Personal information
- Date of birth: 3 December 1989 (age 36)
- Place of birth: Zagreb, SR Croatia, SFR Yugoslavia
- Height: 1.75 m (5 ft 9 in)
- Position: Right back

Team information
- Current team: Sylvia
- Number: 6

Youth career
- 1997–1999: NK Sloga Konjščina
- 1999–2008: NK Varteks

Senior career*
- Years: Team / Apps / (Gls)
- 2008–2011: Varteks Varaždin / 37 / (1)
- 2008–2009: → Sloboda Varaždin (loan)
- 2011–2017: Norrköping / 106 / (8)
- 2018: Sarpsborg 08 / 0 / (0)
- 2018: → Aalesund (loan) / 13 / (0)
- 2019: Jönköpings Södra / 8 / (0)
- 2019–2021: Varaždin / 49 / (0)
- 2021: Norrby / 14 / (0)
- 2022–: Sylvia / 24 / (0)

International career
- 2008: Croatia U19 / 1 / (0)

= Nikola Tkalčić =

Croatian footballer

Nikola Tkalčić (born 3 December 1989) is a Croatian football defender who plays for Swedish club Sylvia. He started his senior career in 2008 with NK Varteks, which changed its name to Varaždin during his tenure, before folding in 2015 (no relation to his current club).

==Career==
Tkalčić started his football career in his native Konjščina, playing for the local football club NK Sloga Konjščina. At the age of 10 he moved to the Varteks academy. During his first senior season he was loaned out to their fourth-tier feeder team Sloboda Varaždin, which emerged as champions of their league, before returning to Varteks to play in the top-tier Prva HNL.
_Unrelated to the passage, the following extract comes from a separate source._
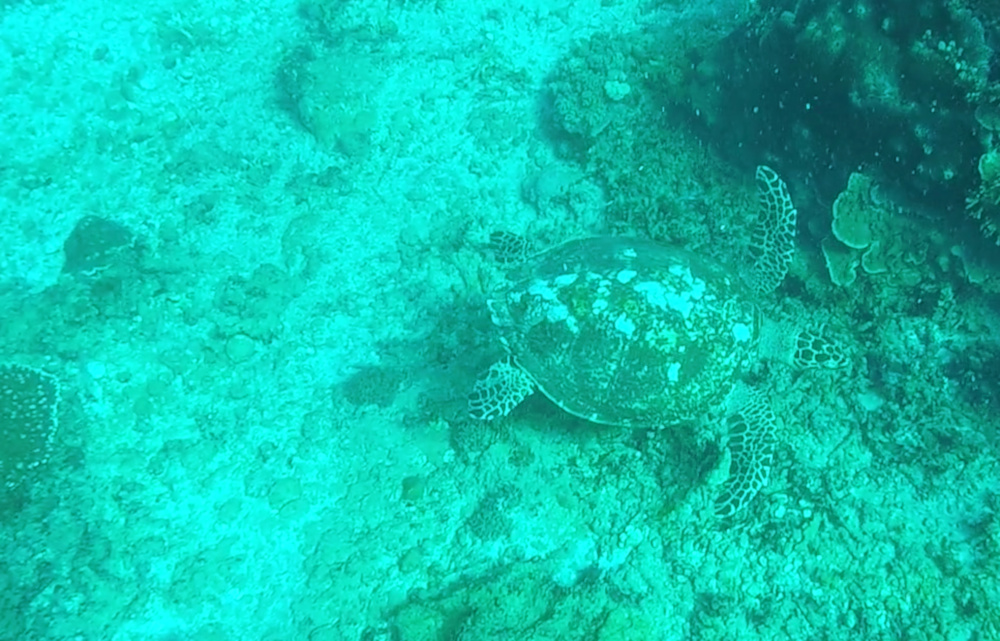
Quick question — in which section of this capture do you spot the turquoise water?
[0,0,1000,641]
A first-team regular in the 2009/2010 season, Tkalčić was sidelined for a large part of the 2010/2011 season after rupturing his frontal cruciate ligaments in the first game of the season, returning only in March 2011.
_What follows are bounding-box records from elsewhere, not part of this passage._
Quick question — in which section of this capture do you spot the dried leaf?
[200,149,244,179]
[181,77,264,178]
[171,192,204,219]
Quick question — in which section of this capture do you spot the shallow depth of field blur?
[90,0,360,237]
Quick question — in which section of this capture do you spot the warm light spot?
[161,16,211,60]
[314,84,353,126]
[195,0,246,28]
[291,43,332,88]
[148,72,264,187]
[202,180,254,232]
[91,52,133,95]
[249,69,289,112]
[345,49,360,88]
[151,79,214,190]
Tkalčić moved to the Swedish team IFK Norrköping on the last day of the 2011 summer transfer window, missing all but two of the remaining matches of the 2011 season, the first and the last. He stated Armin Tanković was of great help for him while he was adapting to life in Sweden. His following three seasons at the club would be marked by ups and downs, partly due to injury problems. He played both as full-back and winger during this period. In the 2015 season, however, Tkalčić missed only 4 matches and was a regular in the side that became the 2015 Allsvenskan champions. During that period, he was IFK Norrköping's fastest player and had the strongest shot with his right foot. In 2016, he was thought of as the most underestimated player of the Allsvenskan.

Transferring to Sarpsborg 08 FF, he only featured in three cup matches and fared somewhat better during a loan to Aalesund in late 2018. On 28 February 2019, Tkalčić left Sarpsborg 08 by mutual consent. On 17 May, he then signed a contract with Jönköpings Södra IF until 30 November 2019 after a trial at the club.
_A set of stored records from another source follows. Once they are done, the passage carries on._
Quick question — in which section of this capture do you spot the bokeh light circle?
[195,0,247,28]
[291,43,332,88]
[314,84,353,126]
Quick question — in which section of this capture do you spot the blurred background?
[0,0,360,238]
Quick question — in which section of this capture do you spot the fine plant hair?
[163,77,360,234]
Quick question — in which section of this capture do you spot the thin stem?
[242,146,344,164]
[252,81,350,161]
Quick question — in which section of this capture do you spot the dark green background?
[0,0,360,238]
On 20 January 2022, Tkalčić signed with Sylvia in the Swedish third-tier Ettan.

==International career==
Tkalčić was capped once for the Croatia U19 team in a 16.4.2008 friendly with Hungary U19, coming in the 59th minute of the 1–0 away win for Ivan Tomečak.

==Personal life==
Tkalčić is an avid fan of fishing and plays tennis for recreation.